Thousands of workers from all over Europe now work in the UKs rail industry, yet few train companies offer opportunities for their workers to improve their English language skills. English for Speakers of Other Languages (ESOL) is a course aimed specifically at learners whose first language is not English. Greater Anglia is one of the few companies to pilot an ESOL course, in an initiative organised by Trevor Southgate, ASLEF Union Learning Rep.
ASLEF, along with RMT, TSSA and Unite, are a partner in the learning agreement with Greater Anglia. This learning partnership had already been delivering courses in English, maths and the European Computer Driving Licence, as well as leisure-based learning like French classes, with City College Norwich providing the courses in Greater Anglia’s premises at Norwich station. The partners agreed to address the need for ESOL learning amongst the Greater Anglia workforce with a pilot course in 2012.
It took Trevor between two and three months to organise the course, which recruited 14 learners, the majority of whom were Polish or Latvian speakers. By agreement amongst the rail unions, ULRs from any union will support other unions’ members, and all of the learners that Trevor recruited to the course were from the Train Presentation crew.

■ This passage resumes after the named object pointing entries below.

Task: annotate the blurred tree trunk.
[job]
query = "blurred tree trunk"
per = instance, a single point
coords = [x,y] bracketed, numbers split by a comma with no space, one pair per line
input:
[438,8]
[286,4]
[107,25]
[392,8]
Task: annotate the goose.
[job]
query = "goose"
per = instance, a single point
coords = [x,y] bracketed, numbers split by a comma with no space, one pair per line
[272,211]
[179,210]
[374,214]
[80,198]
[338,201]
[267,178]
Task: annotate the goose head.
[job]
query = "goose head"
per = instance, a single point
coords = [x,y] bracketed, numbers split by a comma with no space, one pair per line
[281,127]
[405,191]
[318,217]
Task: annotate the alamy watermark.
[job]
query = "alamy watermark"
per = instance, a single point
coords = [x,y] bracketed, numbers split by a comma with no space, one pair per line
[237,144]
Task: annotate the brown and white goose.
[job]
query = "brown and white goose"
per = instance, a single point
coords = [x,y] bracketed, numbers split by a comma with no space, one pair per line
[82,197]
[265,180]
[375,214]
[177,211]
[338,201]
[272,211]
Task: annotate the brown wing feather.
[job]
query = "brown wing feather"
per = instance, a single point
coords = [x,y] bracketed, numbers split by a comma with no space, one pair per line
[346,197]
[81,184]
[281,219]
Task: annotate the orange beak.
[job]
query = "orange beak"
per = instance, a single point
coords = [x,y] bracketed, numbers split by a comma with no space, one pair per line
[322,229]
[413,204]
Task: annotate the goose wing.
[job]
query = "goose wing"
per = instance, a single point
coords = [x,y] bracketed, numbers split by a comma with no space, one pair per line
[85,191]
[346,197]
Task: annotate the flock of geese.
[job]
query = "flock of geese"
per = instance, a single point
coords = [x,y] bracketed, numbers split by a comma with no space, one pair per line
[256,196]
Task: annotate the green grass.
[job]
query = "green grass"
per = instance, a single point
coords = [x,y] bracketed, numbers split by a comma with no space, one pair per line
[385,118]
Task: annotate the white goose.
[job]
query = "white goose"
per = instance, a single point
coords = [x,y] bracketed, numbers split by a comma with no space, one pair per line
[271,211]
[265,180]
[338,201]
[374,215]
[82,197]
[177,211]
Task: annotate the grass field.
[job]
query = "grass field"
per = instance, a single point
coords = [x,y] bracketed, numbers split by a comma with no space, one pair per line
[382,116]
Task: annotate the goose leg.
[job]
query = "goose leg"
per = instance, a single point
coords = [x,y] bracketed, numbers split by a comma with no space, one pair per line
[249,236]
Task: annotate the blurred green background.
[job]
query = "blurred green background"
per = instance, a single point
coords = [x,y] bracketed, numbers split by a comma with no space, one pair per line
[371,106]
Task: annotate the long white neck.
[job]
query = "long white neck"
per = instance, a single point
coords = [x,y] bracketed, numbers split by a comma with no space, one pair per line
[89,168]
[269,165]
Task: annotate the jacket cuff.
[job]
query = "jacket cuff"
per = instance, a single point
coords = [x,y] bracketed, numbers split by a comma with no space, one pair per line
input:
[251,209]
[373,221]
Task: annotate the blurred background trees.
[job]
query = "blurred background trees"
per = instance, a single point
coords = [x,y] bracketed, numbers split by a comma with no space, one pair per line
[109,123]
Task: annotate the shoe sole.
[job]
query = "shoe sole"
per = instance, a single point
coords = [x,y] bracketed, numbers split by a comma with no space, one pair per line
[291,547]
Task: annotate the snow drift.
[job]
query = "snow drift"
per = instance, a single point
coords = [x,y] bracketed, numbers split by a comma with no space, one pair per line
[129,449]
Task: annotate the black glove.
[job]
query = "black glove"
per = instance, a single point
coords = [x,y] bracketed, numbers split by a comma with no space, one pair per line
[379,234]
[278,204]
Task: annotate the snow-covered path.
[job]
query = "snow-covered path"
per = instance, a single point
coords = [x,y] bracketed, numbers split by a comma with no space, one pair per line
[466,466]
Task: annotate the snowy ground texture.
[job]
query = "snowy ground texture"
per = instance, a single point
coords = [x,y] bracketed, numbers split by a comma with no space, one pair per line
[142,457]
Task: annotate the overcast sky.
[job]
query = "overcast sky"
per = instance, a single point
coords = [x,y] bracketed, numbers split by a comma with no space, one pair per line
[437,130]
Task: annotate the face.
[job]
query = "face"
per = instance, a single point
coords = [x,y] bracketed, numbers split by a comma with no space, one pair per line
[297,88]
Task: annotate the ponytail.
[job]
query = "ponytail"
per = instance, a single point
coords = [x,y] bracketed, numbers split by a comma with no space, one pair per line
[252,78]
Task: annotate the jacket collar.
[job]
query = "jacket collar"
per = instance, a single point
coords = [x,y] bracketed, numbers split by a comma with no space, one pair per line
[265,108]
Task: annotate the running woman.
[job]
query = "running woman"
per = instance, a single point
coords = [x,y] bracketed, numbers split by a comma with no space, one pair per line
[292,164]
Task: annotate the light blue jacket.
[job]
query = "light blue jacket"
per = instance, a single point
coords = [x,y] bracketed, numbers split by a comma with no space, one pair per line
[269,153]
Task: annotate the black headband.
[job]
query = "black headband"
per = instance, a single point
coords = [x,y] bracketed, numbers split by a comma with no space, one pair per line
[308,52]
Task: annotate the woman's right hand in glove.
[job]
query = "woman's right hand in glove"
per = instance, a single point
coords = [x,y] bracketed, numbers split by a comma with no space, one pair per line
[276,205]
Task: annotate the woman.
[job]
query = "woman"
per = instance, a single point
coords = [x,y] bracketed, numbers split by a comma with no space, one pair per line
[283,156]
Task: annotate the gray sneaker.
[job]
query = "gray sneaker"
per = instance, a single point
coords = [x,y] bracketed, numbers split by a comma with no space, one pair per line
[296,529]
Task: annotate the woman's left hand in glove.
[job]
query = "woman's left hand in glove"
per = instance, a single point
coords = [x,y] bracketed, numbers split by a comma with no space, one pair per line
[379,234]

The course was run as a group and covered speaking, listening and writing, which in turn helped learners with their spelling. It also gave learners the opportunity to meet others on the course, and to make new friends. Running the course on site meant that it was much easier for staff to attend, as all of the learners were shift workers who could not normally attend a course at college due to work patterns and family commitments etc.
Two of the learners from the pilot were Kristine Talberga and Anda Paegle, who are both originally from Latvia. Anda felt that it was important to improve her English now that she was living and working in the UK. She felt that the course helped her to understand her work colleagues better, and that she could now communicate with them more easily. Kristine decided to attend the course to check what level her English skills were, and to improve any areas that were deficient. Kristine said that the course was a great opportunity and she was glad she had taken it up. She felt that, after attending the course, she was a lot more confident with her work. Kristine has now progressed to a position in Greater Anglia’s Customer Services team.
Both Kristine and Anda said that they appreciated the course being run and that they had full support from their respective managers. As well as providing the premises and facilities for the course, Greater Anglia committed to flexibility around shift patterns, so that learners were able to rearrange their work commitments to enable them to attend the classes. Trevor says that the employer was supportive from start to finish, because they recognised the value of having employees who were able to read and speak English confidently.
“Passengers see anyone in a Greater Anglia vest as someone they can ask for help, even if they’re not Customer Support staff,” says Trevor. “Being able to speak English means that the Presentation Team can help out when customers approach them.”
Trevor also cites the value of workers being able to understand Health and Safety notices, especially as they are using potentially hazardous chemicals for cleaning, as well as the general benefits of having a better educated workforce. Not only has this helped break down barriers between staff, but also facilitated them moving to other roles within the company.
There were also wider benefits for the learners involved in the pilot, too. Trevor says that, although there had been no real problems between workers from different language groups, workers had understandably tended to associate with others who shared the same origins and language. He feels that the course greatly contributed to breaking down some of these barriers, helping workers develop friendships outside of their language group and enabling them to enjoy their work more. One member who was previously an agency worker has been able to successfully apply for a permanent role within the employer as a result of attending the course.
So what next for Greater Anglia workers? Trevor says that, although the funding for the ESOL classes is no longer available, ASLEF are discussing other options including some online ESOL provision, with other rail unions. He also wants to organise a British Sign Language course for workers at Norwich, which will further help them provide a service to Greater Anglia passengers.
The project has also generated considerable interest in other parts of the rail industry. “This project is a great example of the benefits union learning can deliver for workers and employers alike,” said Chris Nutty, ASLEF’s Learning Project Worker, who helped Trevor get the pilot up and running. “I hope we can replicate the trailblazing work done at Norwich in other areas of the rail network, particularly at the London stations where there is a huge demand for ESOL learning opportunities.”